Ingles2, do you have to be the adult who copes? Could you tell your dh that it's all a bit much, and maybe cut back on something? Eg. Seeing the pil quite so much.
Your family life does sound hard atm. And the money stuff must be a big pressure.
In the long run, it will be fine. My pil live in Europe, one for a lot of the year, one for pretty much all of it. It has its advantages, especially as the dc grow up. Lots of holidays. And they increasingly talk about us sending the dc over, without us!! Though I'm not ready for that yet!
It must be a shock. I suspect my dh sometimes feels a little abandoned, even now. Even though it is irrational.

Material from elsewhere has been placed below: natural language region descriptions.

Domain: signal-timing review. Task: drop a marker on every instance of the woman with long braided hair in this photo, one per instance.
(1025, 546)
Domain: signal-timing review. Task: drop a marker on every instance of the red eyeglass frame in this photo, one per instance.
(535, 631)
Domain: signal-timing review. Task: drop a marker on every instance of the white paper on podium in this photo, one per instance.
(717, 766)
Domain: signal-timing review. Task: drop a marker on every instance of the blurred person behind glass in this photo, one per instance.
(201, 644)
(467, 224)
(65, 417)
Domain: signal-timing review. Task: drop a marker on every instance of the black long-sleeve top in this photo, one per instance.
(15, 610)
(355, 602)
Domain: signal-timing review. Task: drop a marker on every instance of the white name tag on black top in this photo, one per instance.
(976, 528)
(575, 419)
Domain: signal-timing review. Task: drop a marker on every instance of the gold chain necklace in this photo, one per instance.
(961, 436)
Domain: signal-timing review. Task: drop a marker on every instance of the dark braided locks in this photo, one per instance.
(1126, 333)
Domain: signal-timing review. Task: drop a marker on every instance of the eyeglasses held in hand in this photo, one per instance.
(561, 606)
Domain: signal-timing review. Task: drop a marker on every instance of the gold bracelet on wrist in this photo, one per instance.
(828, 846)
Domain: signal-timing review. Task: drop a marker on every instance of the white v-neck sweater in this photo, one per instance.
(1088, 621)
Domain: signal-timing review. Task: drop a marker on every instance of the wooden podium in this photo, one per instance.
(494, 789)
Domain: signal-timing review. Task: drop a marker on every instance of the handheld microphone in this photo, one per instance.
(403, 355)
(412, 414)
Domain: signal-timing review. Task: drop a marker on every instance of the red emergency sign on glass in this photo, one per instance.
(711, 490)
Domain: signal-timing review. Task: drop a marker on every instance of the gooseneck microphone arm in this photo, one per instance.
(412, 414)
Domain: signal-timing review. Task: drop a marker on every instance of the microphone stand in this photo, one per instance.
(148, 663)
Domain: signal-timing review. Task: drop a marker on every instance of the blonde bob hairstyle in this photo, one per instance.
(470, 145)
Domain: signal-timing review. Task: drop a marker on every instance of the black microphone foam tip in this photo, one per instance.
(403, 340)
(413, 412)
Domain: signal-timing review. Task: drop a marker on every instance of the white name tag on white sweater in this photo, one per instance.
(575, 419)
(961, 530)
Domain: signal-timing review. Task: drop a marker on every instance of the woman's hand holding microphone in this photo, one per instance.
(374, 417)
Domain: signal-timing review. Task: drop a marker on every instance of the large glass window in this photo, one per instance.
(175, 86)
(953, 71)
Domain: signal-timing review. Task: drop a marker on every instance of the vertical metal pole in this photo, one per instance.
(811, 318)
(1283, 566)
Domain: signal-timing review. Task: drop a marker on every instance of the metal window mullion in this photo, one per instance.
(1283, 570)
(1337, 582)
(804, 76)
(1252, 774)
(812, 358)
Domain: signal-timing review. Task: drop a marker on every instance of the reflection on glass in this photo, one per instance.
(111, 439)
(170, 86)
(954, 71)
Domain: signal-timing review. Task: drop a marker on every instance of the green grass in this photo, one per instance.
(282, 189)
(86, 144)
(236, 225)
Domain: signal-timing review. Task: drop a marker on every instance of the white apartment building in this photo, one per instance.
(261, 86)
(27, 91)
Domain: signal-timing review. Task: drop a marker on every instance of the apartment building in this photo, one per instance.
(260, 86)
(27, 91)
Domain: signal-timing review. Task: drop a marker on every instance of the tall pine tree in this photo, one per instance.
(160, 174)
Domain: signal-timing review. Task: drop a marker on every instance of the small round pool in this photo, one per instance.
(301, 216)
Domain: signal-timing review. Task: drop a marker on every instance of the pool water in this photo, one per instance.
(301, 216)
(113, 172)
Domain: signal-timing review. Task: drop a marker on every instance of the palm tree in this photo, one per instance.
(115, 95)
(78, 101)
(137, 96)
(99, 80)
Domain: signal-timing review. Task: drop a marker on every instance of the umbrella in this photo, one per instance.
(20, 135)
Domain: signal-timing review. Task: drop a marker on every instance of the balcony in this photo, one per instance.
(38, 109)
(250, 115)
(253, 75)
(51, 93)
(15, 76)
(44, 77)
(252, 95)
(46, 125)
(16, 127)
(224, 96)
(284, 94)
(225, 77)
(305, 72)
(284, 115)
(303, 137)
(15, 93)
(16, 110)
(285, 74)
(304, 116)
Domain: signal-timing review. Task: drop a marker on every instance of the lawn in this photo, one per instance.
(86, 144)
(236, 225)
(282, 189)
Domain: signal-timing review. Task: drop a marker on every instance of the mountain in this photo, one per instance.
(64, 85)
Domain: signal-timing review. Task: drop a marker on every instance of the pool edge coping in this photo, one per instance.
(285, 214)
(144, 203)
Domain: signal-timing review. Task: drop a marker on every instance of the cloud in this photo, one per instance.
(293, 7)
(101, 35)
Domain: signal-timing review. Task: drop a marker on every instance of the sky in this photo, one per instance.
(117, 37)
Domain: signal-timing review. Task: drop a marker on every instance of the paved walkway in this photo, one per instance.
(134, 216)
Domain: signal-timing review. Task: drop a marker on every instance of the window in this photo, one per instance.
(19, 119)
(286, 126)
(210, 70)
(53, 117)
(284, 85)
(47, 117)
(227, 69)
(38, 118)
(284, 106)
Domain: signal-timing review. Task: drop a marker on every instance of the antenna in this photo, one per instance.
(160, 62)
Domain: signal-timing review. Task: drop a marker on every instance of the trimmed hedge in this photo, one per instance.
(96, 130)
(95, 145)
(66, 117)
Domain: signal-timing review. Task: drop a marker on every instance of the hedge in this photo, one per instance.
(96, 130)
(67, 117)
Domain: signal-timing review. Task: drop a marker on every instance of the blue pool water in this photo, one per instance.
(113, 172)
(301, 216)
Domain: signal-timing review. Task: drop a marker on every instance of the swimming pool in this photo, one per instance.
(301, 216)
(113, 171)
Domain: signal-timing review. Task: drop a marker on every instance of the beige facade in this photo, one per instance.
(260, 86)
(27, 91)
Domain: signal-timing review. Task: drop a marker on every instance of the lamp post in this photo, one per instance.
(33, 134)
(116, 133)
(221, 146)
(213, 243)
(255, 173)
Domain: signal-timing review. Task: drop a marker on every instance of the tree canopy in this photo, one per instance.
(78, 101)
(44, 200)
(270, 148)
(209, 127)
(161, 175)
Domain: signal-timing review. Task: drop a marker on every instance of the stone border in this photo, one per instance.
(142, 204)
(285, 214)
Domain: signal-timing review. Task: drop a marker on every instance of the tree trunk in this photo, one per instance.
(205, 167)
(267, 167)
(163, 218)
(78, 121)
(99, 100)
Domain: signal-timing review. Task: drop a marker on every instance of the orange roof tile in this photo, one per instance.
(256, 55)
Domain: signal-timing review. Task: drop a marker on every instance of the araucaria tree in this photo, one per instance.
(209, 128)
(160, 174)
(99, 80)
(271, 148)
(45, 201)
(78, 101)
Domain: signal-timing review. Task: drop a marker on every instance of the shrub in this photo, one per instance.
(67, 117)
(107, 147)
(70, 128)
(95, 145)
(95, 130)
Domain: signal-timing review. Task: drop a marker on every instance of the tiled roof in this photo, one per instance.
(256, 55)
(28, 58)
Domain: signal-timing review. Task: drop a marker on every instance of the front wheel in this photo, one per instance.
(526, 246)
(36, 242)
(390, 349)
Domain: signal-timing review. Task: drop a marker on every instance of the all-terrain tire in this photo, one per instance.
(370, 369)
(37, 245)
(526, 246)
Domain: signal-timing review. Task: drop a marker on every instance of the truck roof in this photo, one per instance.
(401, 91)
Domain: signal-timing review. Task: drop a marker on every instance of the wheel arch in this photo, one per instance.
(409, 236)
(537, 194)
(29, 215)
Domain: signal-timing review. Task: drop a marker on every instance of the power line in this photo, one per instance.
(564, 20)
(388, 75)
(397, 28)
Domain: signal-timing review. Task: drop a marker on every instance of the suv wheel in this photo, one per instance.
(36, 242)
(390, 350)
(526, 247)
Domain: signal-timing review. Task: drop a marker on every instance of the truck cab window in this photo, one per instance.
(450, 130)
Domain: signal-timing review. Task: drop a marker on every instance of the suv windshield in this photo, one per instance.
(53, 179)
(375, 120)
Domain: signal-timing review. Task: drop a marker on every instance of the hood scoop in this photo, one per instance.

My parents live in England, but not close. Though they are helping massively atm with holidays. Mind you, that wasn't the case when the dc were small (though that was my choice, too).
They do love you. (Trite thing to say, but they do.) And they must know you're finding it tough. I'm guessing your mum in particular has been longing to do this for years. And it's wonderful she's doing it. Imagine the guilt if she was sitting at your kitchen table, ten years hence, weeping that she had lost her life's horizons in some dream of subservience to her dc. You'd hate that. And it would make your heart shrink with fear at the prospect of your own future.
On the plus side, your parents clearly look at you, and see a woman who can deal with stuff, and that they've raised to be strong and independent, and capable of loving and raising her own dc.
Which, clearly, can have its downsides but ... at the same time, is a compliment.